The overall data showed an excess of heterozygotes for cases, and an excess of homozygous CC alleles in controls. The main analysis (all studies) produced significant results for the allele contrast, the contrast of the extreme homozygotes, and the recessive and dominant models. The co-dominance model produced non-significant association. Overall, the meta-analysis results indicated that homozygocity in allele T was associated with a 65% increased risk of DN compared with homozygocity in allele C, and it can be excluded with 95% certainty that heterozygotes would have less than 52% odds for developing DN and more than 15% for preventing DN. Caucasians and East Asians produced no significant associations, with similar estimated risks in all genetic contrasts. Type 2 diabetes showed significant results; however, sensitivity analysis diminished their significance, and thus, any interpretation must be cautious. In general, there is some indication of consistency of genetic effects between type 1 and 2 diabetes. The lack of association in subgroup analyses could be due to lack of power to detect existing significant associations and to other loci that are probably in linkage disequilibrium and that may affect (or mask) MTHFR susceptibility to DN (Imperatore et al. 1998). Cumulative meta-analysis showed a trend for stabilising the association as evidence accumulates, although the first published study showed an exaggerated association. There are no potential sources of bias, and there is no differential magnitude of effect in large versus small studies.

Sampling variability and stratification in case–control study design could be a possible confounding factor on the role of genetic markers. The meta-analysis included studies with a case group consisting of patients with persistent macro- or microalbuminuria, and thus the pooled estimated risk of DN may underestimate the true risk. However, the meta-analysis excluded case groups that consisted exclusively of patients with microalbuminuria. Although the presence of microalbuminuria may be an early finding in DN it is not invariably equivalent to it. A major limitation of using a meta-analytic approach for population-based observational studies is the confounding factors (e.g. age, sex, and lifestyle) that influence the estimates of associations. In this meta-analysis, only unadjusted pooled ORs could be calculated since data for each level of possible confounding factors were not provided. The cases and controls of each study were well defined and had similar inclusion criteria, although they unavoidably cover a wide spectrum of disease in terms of duration, demographics and other clinical manifestations. In addition, the risk effect may depend on the interaction with other risk factors, such as lifestyle (i.e. smoking, alcohol consumption, control of diabetes and body mass index), all of which directly modulate the development of DN (Passaro et al. 2003; Ma et al. 1997).
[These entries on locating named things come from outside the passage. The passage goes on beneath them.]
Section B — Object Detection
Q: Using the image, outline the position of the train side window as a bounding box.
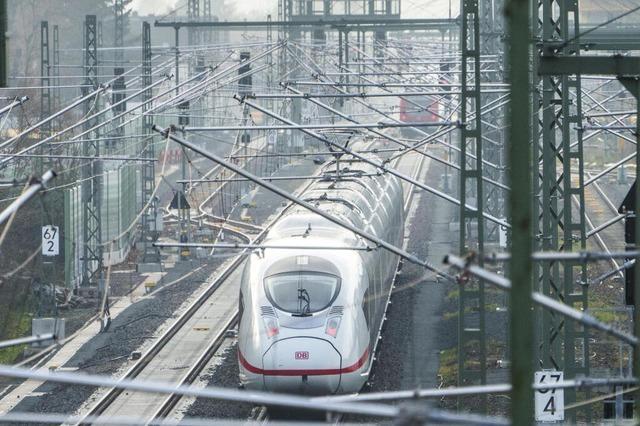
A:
[362,289,371,331]
[238,292,244,322]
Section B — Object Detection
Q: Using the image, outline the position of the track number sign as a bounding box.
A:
[535,370,564,422]
[42,225,60,256]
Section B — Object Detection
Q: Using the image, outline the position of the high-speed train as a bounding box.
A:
[238,151,404,395]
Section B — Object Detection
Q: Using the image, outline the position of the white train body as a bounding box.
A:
[238,156,404,395]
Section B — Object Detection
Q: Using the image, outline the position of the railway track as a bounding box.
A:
[79,139,424,424]
[78,152,328,424]
[584,173,625,278]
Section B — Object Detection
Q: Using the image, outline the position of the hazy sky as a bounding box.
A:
[133,0,460,19]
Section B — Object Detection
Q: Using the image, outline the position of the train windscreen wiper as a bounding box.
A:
[293,288,311,317]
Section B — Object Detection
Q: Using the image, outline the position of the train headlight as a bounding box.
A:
[324,317,340,337]
[262,317,280,339]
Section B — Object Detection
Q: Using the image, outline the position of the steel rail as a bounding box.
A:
[78,243,258,424]
[154,147,362,420]
[0,333,56,349]
[151,310,239,422]
[153,243,377,251]
[0,365,400,418]
[85,141,330,424]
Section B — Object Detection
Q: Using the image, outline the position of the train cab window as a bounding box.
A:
[265,271,340,316]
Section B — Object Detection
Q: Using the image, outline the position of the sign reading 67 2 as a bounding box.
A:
[42,225,60,256]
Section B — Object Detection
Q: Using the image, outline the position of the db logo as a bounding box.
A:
[296,351,309,359]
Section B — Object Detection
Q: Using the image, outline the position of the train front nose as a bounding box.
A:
[262,337,342,395]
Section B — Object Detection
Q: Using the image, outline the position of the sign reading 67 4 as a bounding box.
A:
[535,370,564,422]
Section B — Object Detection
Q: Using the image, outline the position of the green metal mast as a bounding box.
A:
[534,0,589,415]
[458,0,487,411]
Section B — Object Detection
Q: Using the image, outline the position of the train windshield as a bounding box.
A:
[265,271,340,316]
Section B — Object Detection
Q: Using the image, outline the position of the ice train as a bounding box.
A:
[238,153,404,395]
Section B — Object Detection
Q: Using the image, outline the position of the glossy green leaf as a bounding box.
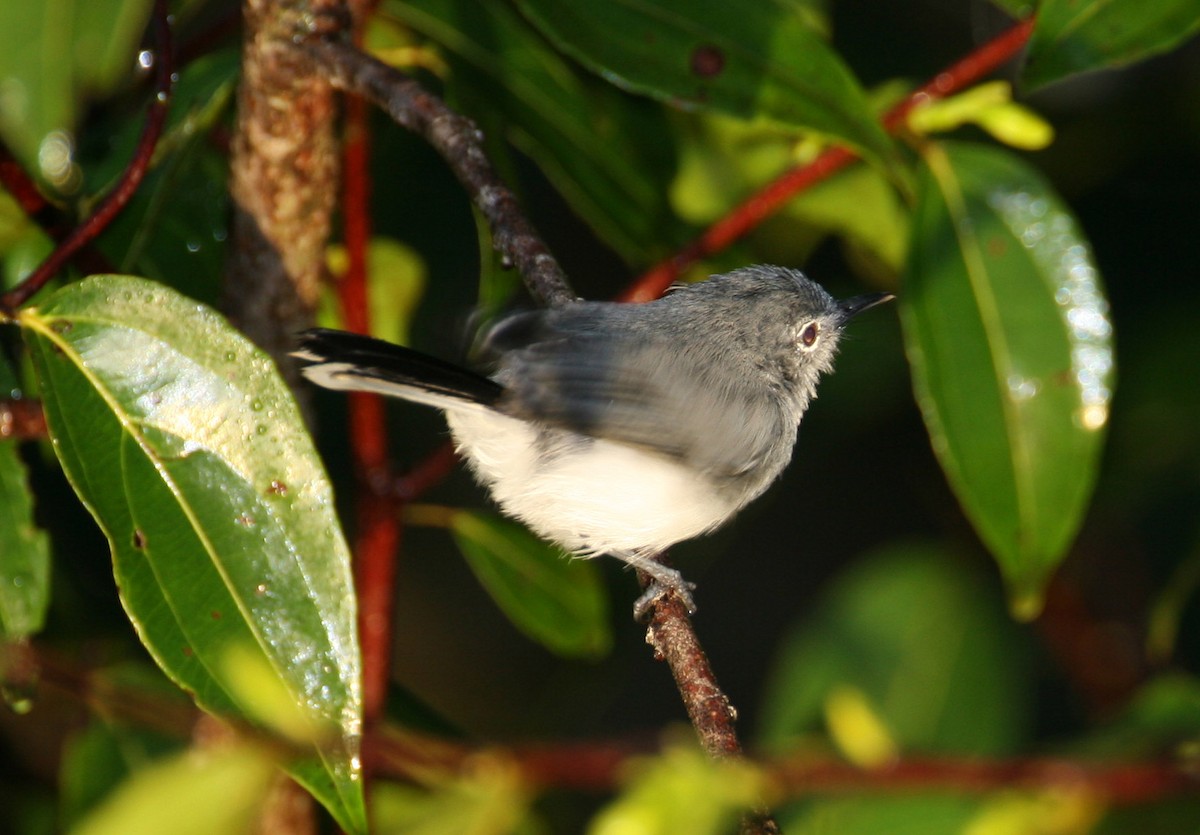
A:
[517,0,892,171]
[19,276,365,831]
[760,545,1028,755]
[0,356,50,639]
[71,746,276,835]
[450,511,612,656]
[382,0,689,263]
[1022,0,1200,89]
[899,144,1114,617]
[0,0,154,188]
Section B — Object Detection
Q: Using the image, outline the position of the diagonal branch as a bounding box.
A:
[306,38,576,307]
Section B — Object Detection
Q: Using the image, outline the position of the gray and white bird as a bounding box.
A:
[295,266,892,614]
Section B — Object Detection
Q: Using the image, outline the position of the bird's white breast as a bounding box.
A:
[446,409,738,555]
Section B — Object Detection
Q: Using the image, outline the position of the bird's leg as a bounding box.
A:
[613,551,696,620]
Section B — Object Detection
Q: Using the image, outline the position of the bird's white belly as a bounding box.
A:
[446,410,737,555]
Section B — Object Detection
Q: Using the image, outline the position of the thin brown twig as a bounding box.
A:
[306,37,576,307]
[0,0,174,312]
[11,642,1200,806]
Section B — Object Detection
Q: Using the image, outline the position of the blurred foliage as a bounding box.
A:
[0,0,1200,835]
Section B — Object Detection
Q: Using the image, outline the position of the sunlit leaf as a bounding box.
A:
[0,0,152,188]
[779,789,979,835]
[371,758,530,835]
[1022,0,1200,89]
[517,0,890,171]
[0,355,50,639]
[0,440,50,638]
[760,545,1028,755]
[450,511,612,656]
[18,276,365,831]
[588,745,763,835]
[318,236,426,346]
[900,144,1112,618]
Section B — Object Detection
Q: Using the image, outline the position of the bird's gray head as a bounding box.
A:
[665,266,892,414]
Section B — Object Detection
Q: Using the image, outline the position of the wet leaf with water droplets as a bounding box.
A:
[900,143,1114,617]
[0,356,50,639]
[19,276,365,831]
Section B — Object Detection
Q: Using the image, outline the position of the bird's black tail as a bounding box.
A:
[292,328,504,409]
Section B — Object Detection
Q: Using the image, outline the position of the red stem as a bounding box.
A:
[338,48,401,726]
[0,0,174,311]
[619,18,1033,301]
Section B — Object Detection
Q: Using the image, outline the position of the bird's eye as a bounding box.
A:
[800,322,821,348]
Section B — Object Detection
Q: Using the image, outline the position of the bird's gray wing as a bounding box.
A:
[496,320,796,479]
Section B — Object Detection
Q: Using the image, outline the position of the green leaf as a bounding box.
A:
[517,0,892,171]
[71,746,276,835]
[371,758,530,835]
[18,276,365,831]
[900,144,1114,618]
[450,511,612,656]
[0,0,154,190]
[383,0,689,264]
[0,403,50,639]
[1022,0,1200,90]
[780,789,979,835]
[90,49,241,302]
[588,745,763,835]
[761,545,1030,755]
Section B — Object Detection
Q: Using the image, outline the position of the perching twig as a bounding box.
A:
[0,0,174,312]
[307,38,576,307]
[641,577,779,835]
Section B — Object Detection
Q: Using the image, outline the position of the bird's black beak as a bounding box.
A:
[838,293,895,324]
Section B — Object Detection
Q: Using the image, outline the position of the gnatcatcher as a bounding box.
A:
[295,266,892,615]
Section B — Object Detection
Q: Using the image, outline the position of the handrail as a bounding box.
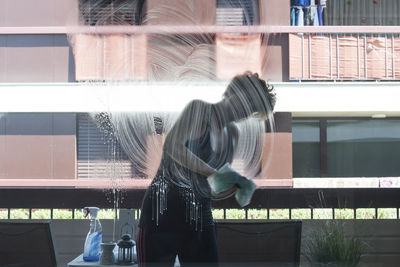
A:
[0,25,400,35]
[0,188,400,209]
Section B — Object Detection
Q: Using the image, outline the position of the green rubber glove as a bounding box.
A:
[207,163,256,207]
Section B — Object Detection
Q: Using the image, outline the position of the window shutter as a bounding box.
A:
[77,113,133,179]
[217,0,259,26]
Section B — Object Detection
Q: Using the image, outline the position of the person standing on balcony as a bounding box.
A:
[137,73,275,267]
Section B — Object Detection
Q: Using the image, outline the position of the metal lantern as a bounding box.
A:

The present meta-analysis provided evidence that the TT genotype of the MTHFR C677T polymorphism contributes to susceptibility to DN. DN is a complex disease with a multifactorial etiology and therefore the contributing pathogenetic role of lifestyle factors and dietary intake should also be considered. The existence of gene–environment interactions may explain the discrepancy of results obtained in individual genetic association studies, and thus case–control studies that investigate gene–environment interactions (Clayton and McKeigue 2001) might help further elucidate the genetics of DN.